Learning model parameters from observations by combining data assimilation and machine learning

Parametrization of microphysics as well as parametrization of processes in the surface and boundary layers typically contain several tunable parameters. The parameters are not observed and are only crudely known. Traditionally, the numerical values of these model parameters are chosen by manual model tuning, leading to model errors in convection permitting numerical weather prediction models. More objectively, parameters can be estimated from observations by the augmented state approach during the data assimilation or by combing data assimilation with machine learning (ML).

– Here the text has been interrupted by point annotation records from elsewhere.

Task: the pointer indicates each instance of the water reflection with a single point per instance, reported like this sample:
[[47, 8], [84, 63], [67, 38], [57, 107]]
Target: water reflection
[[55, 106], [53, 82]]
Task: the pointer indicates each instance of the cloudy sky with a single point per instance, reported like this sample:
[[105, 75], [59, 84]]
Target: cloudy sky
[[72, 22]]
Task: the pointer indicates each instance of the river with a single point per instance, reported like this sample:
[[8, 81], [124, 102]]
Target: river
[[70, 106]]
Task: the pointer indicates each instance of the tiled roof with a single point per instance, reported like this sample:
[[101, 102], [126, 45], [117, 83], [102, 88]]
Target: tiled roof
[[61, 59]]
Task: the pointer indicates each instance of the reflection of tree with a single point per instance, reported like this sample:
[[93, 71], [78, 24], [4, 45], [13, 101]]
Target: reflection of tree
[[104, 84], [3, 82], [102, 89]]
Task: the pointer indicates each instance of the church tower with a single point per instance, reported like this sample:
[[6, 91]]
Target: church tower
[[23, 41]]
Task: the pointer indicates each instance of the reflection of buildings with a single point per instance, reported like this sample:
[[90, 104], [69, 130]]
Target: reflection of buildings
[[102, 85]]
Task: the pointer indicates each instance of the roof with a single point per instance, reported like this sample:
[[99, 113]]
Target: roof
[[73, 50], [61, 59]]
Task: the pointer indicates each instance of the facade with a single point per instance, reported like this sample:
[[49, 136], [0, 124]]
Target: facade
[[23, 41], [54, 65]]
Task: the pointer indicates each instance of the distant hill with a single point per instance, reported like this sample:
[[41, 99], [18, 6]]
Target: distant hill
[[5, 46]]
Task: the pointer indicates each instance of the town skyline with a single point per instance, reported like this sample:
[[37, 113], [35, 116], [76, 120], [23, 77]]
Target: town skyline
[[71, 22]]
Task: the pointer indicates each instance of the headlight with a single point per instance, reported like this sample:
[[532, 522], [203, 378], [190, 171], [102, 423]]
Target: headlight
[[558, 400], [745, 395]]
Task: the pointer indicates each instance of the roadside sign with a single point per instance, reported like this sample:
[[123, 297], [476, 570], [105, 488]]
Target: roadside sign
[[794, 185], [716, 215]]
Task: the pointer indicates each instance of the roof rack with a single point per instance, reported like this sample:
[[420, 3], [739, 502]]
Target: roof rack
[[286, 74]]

If the parameters are updated objectively according to observations, they are flexible to adjust to recent conditions, their uncertainty is considered, and therefore the uncertainty of the model output is more accurate. To illustrate benefits of online augmented state approach, Ruckstuhl and Janjic (2020) show in an operational convection-permitting configuration that the prediction of clouds and precipitation is improved if the two-dimensional roughness length parameter is estimated. This could lead to improved forecasts of up to 6 h of clouds and precipitation. However, when parameters are estimated by the augmented state approach, stochastic model for the parameters needs to be pre-specified to keep the spread in parameters. Alternatively, Legler and Janjic (2022) investigate a possibility of using data assimilation for the state estimation while using ML for parameter estimation in order to overcome this problem. We train two types of artificial neural networks as a function of the observations or analysis of the atmospheric state.  The test case uses perfect model experiments with the one-dimensional modified shallow-water model, which was designed to mimic important properties of convection. Through perfect model experiments we show that Bayesian neural networks (BNNs) and ensemble of point estimate neural networks (NNs) are able to estimate model parameters and their relevant statistics. The estimation of parameters combined with data assimilation for the state decreases the initial state errors even when assimilating sparse and noisy observations.